The collaboration was divided into three distinct discussions, each of which had to take place during a given week. The students had the freedom and responsibility to agree on the actual meeting times and what tools to use, but they all had to follow the same weekly schedule. The discussion topic for each week was published to the students on Monday and the students had a week to discuss it on-line. During the first week, the students also needed to fill in a pre-project survey detailing their backgrounds.

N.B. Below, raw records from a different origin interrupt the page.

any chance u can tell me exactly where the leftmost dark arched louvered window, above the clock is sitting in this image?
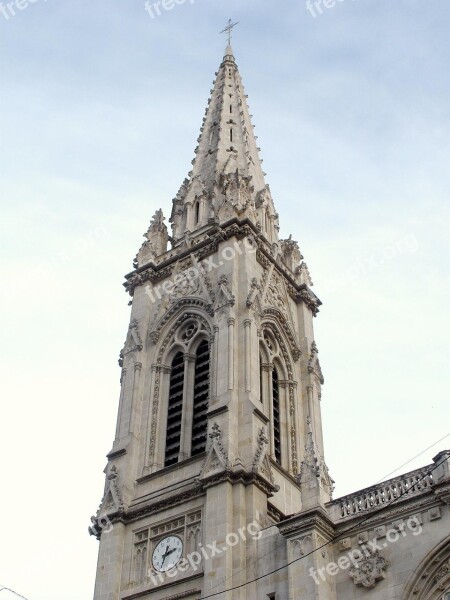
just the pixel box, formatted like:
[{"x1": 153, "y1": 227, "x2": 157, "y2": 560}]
[{"x1": 164, "y1": 352, "x2": 184, "y2": 467}]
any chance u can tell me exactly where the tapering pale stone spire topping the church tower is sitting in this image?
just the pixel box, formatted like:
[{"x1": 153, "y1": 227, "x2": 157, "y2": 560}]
[{"x1": 170, "y1": 45, "x2": 278, "y2": 245}]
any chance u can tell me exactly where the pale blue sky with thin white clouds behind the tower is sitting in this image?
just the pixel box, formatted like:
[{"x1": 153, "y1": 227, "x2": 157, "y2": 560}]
[{"x1": 0, "y1": 0, "x2": 450, "y2": 600}]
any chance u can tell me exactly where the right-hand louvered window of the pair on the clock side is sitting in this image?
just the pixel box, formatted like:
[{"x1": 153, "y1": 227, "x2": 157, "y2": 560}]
[{"x1": 191, "y1": 340, "x2": 209, "y2": 456}]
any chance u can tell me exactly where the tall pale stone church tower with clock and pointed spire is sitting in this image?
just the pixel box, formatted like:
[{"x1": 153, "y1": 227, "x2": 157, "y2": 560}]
[{"x1": 90, "y1": 46, "x2": 333, "y2": 600}]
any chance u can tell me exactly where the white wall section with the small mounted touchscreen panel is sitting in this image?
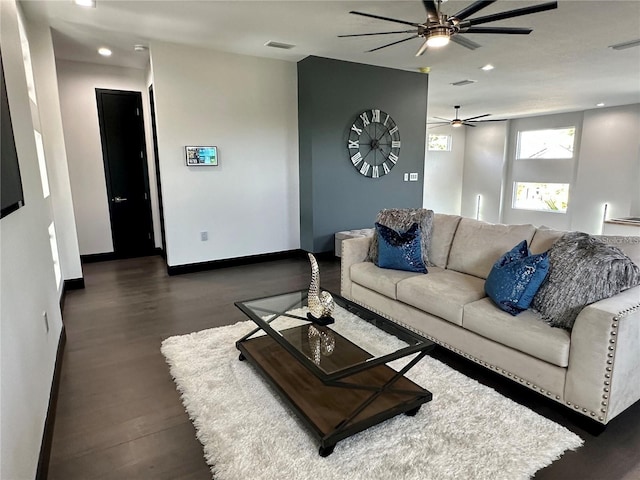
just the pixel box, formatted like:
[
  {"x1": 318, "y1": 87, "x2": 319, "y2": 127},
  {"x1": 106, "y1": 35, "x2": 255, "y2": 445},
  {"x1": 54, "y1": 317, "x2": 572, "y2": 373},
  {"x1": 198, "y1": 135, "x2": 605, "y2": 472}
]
[{"x1": 150, "y1": 42, "x2": 300, "y2": 266}]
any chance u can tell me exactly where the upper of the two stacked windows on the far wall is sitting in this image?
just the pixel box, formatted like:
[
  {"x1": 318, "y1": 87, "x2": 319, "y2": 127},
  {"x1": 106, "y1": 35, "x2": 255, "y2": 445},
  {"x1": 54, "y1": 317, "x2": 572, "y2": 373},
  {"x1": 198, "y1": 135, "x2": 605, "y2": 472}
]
[{"x1": 516, "y1": 127, "x2": 576, "y2": 160}]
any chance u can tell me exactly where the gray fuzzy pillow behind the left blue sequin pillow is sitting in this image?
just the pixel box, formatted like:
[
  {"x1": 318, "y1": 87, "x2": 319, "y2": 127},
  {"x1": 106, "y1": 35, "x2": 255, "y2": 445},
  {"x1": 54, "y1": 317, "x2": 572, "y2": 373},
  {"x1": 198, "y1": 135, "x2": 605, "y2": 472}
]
[{"x1": 367, "y1": 208, "x2": 433, "y2": 265}]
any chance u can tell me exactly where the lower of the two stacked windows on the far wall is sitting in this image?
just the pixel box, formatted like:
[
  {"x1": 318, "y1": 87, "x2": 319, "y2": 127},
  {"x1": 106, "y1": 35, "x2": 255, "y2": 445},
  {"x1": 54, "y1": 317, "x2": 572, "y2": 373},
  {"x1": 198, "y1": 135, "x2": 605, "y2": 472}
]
[{"x1": 513, "y1": 182, "x2": 569, "y2": 213}]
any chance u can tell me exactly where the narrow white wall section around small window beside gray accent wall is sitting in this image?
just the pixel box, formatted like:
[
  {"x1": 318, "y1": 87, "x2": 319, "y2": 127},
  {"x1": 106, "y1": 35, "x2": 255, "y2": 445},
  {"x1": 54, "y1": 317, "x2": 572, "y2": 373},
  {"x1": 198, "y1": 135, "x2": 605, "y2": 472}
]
[{"x1": 422, "y1": 126, "x2": 467, "y2": 215}]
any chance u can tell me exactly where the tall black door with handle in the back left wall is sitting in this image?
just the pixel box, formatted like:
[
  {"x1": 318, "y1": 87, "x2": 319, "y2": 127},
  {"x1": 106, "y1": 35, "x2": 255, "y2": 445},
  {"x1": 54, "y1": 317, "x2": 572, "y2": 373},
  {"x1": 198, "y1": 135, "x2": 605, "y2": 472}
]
[{"x1": 96, "y1": 89, "x2": 153, "y2": 257}]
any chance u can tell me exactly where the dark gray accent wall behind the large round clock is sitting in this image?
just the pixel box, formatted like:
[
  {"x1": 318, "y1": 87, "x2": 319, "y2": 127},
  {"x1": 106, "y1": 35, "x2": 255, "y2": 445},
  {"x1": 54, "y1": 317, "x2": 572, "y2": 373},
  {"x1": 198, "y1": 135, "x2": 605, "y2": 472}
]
[{"x1": 298, "y1": 57, "x2": 428, "y2": 253}]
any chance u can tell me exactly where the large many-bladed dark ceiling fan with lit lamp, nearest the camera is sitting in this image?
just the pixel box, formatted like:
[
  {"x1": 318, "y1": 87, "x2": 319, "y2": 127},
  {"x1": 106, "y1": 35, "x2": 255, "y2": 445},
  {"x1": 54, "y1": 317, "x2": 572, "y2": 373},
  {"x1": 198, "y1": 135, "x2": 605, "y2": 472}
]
[{"x1": 338, "y1": 0, "x2": 558, "y2": 57}]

The first topic for discussion was Cultural Diversity and Stereotypes, the second Education Systems, Values in Education and Language Policy and the third Social Issues and Growing Global. The topics were chosen by the Russian teacher who had done a similar collaboration project before and wished to use the results for research purposes. All in all, the topics were well-chosen and, due to the international nature of the participants, the viewpoints covered included many other countries besides Finland and Russia as well. The discussion topics connected well to the course contents in both universities. The students in Finland did not have to write a report about their discussions, but they were asked to take notes and the topics were also talked about in class afterwards.

Challenges

There were some issues also. Some of the students found it difficult to schedule the meetings, even though the teachers in Finland had scheduled no classes during the weeks when the students were supposed to have their meetings. As a result, some groups did not function quite a well as hoped and a few had their final meeting a week later than originally planned. This was, naturally, much better than the alternative of having no meeting at all.

Discussions on the given topics were carried out successfully in most cases; however, one meeting about Social Issues ended quite abruptly when one participant was berated strongly for her sexual identity by another, and the team at the receiving end reacted by quickly thanking everybody for the discussion and closing the connection after the initial shock.

Conclusion

All in all, the experiment was a success and while the teachers’ input was necessary, the students did most of the work independently. We would suggest this type approach to others as well. The students get to experience many aspects of on-line communication which they will need in their working lives, regardless of their careers: approaching strangers professionally on-line, scheduling, taking part in meetings on-line etc.

Although some of the students in Finland sometimes felt that they have enough internationality in their education already – perhaps because they were all studying in an international programme – this mix of different nationalities and educational fields likely enabled for much more varied and diverse discussions than what students of a single nationality or degree programme would have produced.